Artsen stellen lijst op met 1366 zinloze behandelingen
Publicatiedatum: 25 november 2016
Artsen moeten geen tijd meer steken in zorg die niet effectief is. De Nederlandse Federatie van Universitair medische centra (NFU), de koepel van acht umc’s, heeft daarom een gezamenlijke lijst gemaakt met met ruim 1300 niet-effectieve medische handelingen.

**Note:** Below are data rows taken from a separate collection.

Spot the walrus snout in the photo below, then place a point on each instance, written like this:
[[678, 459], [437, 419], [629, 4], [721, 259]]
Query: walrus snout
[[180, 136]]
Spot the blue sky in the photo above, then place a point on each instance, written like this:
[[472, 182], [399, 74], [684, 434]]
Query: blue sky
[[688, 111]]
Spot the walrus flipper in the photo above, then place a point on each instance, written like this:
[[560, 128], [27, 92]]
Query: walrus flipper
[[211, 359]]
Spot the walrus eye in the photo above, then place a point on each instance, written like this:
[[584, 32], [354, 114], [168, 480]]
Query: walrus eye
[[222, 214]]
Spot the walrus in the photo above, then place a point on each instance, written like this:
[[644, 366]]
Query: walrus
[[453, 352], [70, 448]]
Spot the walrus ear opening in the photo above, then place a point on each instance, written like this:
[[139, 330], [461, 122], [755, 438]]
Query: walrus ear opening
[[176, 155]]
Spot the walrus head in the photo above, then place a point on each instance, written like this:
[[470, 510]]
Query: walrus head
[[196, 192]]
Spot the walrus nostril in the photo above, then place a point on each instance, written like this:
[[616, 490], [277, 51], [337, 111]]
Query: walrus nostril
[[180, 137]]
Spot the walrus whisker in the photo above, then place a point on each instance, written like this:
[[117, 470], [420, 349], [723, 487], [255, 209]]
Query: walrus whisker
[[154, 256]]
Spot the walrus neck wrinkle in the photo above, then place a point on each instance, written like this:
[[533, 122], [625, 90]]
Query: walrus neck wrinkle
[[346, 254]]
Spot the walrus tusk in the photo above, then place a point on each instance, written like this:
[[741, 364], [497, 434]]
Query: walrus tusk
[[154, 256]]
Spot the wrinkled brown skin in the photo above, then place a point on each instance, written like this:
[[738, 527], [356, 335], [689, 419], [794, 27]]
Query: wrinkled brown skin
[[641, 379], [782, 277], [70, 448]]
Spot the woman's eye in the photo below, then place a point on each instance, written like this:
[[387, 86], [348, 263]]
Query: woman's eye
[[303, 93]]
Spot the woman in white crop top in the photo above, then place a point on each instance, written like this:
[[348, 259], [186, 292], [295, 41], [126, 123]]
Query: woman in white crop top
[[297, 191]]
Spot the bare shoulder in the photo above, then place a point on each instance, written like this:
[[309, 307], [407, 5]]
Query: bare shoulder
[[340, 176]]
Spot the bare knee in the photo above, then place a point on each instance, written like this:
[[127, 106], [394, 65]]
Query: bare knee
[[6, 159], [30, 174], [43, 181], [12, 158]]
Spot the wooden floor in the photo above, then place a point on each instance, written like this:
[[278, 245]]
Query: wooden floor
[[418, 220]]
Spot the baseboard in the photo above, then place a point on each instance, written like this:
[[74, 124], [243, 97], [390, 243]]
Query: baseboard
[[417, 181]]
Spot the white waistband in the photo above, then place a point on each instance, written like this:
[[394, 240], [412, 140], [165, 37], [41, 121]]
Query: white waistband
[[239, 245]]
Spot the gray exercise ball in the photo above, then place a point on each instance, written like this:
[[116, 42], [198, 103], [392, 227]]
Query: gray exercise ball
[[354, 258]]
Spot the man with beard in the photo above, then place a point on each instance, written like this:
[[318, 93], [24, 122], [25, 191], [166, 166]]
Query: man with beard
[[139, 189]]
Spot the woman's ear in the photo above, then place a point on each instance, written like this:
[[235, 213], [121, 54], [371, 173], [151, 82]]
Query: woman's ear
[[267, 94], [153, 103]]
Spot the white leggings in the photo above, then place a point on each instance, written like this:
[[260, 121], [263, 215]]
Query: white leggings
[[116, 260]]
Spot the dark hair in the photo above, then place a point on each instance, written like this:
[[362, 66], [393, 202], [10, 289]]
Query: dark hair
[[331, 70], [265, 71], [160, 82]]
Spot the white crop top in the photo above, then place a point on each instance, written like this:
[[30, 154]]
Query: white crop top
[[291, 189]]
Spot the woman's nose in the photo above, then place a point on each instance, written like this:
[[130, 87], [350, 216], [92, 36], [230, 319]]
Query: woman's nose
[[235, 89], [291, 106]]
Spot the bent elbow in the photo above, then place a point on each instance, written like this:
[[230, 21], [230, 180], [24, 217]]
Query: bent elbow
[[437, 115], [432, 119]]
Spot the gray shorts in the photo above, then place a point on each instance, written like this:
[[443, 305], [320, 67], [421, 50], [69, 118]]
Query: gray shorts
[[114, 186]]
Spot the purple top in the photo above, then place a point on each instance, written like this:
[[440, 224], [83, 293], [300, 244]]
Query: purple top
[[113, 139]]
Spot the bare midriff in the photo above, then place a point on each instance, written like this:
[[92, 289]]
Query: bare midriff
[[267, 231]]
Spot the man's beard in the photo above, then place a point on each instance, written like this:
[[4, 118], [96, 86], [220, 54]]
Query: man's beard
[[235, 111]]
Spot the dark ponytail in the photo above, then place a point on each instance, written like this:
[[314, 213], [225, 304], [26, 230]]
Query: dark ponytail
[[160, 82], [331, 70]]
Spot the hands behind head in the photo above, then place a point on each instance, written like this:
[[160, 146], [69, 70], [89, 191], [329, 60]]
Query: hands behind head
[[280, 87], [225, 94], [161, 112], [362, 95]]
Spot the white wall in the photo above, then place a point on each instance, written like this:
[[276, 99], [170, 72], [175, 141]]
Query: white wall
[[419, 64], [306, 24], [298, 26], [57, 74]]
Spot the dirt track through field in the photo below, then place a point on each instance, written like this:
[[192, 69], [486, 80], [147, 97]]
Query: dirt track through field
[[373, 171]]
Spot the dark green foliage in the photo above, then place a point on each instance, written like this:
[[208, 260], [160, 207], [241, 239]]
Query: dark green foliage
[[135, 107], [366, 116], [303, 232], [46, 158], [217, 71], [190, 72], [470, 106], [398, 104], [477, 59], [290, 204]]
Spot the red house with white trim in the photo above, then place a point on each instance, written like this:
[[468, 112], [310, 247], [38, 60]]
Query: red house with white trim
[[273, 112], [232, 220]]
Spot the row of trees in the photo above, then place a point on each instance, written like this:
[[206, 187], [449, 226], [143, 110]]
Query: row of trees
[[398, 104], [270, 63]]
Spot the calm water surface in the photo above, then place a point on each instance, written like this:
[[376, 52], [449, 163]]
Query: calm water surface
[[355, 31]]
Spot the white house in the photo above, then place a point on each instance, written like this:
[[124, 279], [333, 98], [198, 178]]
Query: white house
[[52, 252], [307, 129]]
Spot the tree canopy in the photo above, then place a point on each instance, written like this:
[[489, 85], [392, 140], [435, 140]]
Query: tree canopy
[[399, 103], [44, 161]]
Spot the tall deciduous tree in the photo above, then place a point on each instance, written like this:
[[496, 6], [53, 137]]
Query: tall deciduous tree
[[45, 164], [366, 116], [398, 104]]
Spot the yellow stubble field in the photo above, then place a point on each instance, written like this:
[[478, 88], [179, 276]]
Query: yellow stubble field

Geen wetenschappelijk bewijs
Voor deze 1366 verrichtingen bestaat geen wetenschappelijk bewijs dat ze echt helpen en kunnen soms zelfs schadelijk zijn voor de patiënt. Een derde van die behandelingen draait om diagnostiek, veertig procent om medicatie. Een kijkonderzoek bij knieklachten is bijvoorbeeld vaak niet nodig en patiënten met de longziekte COPD krijgen te vaak zware medicijnen die niet werken, zeggen de artsen. Niets doen kan in de deze gevallen soms de beste optie zijn. Veel zinloze behandelingen worden gedaan omdat artsen ze nu eenmaal ooit hebben geleerd, omdat hun collega’s het ook doen of omdat patiënten erop aandringen. In de databank voor medisch specialisten is sinds deze week de waarschuwing opgenomen dat terughoudendheid vaak de beste optie is.
Zorgkosten terugdringen
Medisch specialisten en andere zorgverleners kunnen de richtlijnendatabase raadplegen om te kijken wat ze het beste kunnen doen. Door het terugdringen van ‘zinloze’ behandelingen kan volgens de federatie ook veel geld worden bespaard. De zorgkosten bedroegen vorig jaar ruim 95 miljard euro. Dat is veertig procent meer dan tien jaar geleden. De koepel van acht academische ziekenhuizen (NFU) kreeg drie jaar geleden van minister Schippers het verzoek te onderzoeken hoe de gezondheidszorg betaalbaar kan blijven. Daaruit is het overzicht voortgekomen dat vandaag aan Schippers wordt overhandigd.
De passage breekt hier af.